Je merkt het meteen wanneer Trouvé’s deel aanbreekt. De ingetogen maar tegelijk tegendraadse gitaren in ‘May the 19th’ zijn zo typisch Rudy. Het is opmerkelijk hoe goed de man is in het scheppen van een gemoedelijke en warme sfeer waarbij de angstaanval toch constant om de hoek loert. Dreigende strijkers en repetitieve noisegeluiden maken je paranoia (‘My nerves are stretched so far they have become like violin strings’ is daar een perfect voorbeeld van), maar even later -in dezelfde of een andere song- stelt zijn aangename stemgeluid je gerust (‘Thin can’, ‘Life support’). Trouvé laat zich ook op dit album weer van zijn meest veelzijdige kant zien: ‘Torch’ had van The Jesus and Mary Chain kunnen zijn, op ‘German Organ’ gebruikt hij een je-kan-het-wel-raden-welk-instrument én een drummachine, en afsluiter ‘September 1971’ bulkt van de experimentele noisy jazz. Rudy Trouvé zoals we van hem gewoon zijn: afwisselend en steengoed.
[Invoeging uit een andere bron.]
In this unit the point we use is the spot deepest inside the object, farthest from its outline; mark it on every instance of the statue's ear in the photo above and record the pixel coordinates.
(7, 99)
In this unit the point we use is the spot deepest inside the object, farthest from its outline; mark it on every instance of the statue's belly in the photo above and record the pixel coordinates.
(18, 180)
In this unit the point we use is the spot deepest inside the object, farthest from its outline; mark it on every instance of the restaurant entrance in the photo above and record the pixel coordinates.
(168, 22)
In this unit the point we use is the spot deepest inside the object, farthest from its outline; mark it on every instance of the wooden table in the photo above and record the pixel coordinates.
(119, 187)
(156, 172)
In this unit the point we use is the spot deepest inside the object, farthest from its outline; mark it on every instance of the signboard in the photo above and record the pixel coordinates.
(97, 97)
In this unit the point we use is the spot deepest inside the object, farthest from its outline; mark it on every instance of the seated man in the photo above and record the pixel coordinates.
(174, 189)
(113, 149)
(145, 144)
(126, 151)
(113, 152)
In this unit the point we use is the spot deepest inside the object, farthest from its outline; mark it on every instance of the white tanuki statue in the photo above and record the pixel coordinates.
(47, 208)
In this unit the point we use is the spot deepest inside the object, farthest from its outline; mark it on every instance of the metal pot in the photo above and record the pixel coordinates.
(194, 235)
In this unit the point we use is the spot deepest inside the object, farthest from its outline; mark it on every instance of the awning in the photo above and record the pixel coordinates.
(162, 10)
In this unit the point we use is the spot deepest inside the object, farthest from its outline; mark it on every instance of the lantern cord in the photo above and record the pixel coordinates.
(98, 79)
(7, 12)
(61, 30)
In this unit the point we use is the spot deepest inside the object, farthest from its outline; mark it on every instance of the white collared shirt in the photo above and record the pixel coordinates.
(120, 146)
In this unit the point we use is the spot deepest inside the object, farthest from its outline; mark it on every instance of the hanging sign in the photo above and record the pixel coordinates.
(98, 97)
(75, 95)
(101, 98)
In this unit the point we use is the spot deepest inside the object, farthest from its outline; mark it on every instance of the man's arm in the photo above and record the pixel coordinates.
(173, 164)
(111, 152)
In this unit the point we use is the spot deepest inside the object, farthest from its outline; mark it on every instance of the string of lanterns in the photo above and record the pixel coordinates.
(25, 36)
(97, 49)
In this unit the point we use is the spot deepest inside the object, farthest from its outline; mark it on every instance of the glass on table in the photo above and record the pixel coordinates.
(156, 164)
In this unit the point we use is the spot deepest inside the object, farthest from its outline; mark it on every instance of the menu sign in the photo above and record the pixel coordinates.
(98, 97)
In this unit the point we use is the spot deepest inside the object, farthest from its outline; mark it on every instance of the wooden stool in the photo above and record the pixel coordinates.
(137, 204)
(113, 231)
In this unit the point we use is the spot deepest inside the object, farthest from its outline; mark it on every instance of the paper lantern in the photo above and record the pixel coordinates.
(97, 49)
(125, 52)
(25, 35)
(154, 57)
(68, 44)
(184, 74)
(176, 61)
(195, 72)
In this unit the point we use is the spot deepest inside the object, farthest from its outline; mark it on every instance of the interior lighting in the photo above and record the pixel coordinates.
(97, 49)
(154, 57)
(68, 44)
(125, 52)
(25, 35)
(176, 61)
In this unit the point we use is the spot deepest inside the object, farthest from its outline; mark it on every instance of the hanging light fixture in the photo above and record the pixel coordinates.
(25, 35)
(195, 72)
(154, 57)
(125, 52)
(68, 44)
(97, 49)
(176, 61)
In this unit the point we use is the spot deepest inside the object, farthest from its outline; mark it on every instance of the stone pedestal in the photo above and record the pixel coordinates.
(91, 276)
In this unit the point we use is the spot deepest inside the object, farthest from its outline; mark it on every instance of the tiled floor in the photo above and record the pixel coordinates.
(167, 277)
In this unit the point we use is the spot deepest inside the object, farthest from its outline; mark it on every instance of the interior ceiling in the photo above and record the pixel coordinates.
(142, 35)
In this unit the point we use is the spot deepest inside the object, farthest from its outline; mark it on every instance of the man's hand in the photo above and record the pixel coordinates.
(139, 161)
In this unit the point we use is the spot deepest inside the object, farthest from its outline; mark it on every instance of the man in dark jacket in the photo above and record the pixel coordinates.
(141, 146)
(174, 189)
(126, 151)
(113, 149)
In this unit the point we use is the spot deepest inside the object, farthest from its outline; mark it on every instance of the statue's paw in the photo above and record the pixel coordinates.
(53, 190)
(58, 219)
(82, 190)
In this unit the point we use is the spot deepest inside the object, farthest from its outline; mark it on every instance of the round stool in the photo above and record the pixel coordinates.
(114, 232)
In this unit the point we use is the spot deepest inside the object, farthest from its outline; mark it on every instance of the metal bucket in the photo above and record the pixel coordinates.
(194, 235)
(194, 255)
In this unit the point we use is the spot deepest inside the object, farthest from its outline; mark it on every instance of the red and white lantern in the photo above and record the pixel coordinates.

Het is moeilijk om zo’n split album in z’n geheel te beoordelen. De twee derden die Pawlowski en Trouvé voor hun rekening nemen zijn alleszins erg goed: experimenteel en afwisselend, zonder ooit de luisteraar kwijt te geraken. Bovendien sluiten die twee delen ook mooi op elkaar aan qua sfeer. Op dat gebied hoort Ward’s bijdrage eveneens thuis op het album, al laat de kwaliteit van de ambient muziekstukken het een beetje afweten. Over het algemeen is ‘Pawlowski, Trouvé & Ward – Volume 2’ een erg interessant luisterstuk waarop de drie mannen helemaal hun zin doen. Met Pawlowski’s ‘Quiz master’ en ‘In starlight’, en Trouvé’s ‘Thin can’ staan er zelfs enkele memorabele nummers op. Eentje voor de verzamelaars, al zou deze lp in niemands platenkast echt misstaan.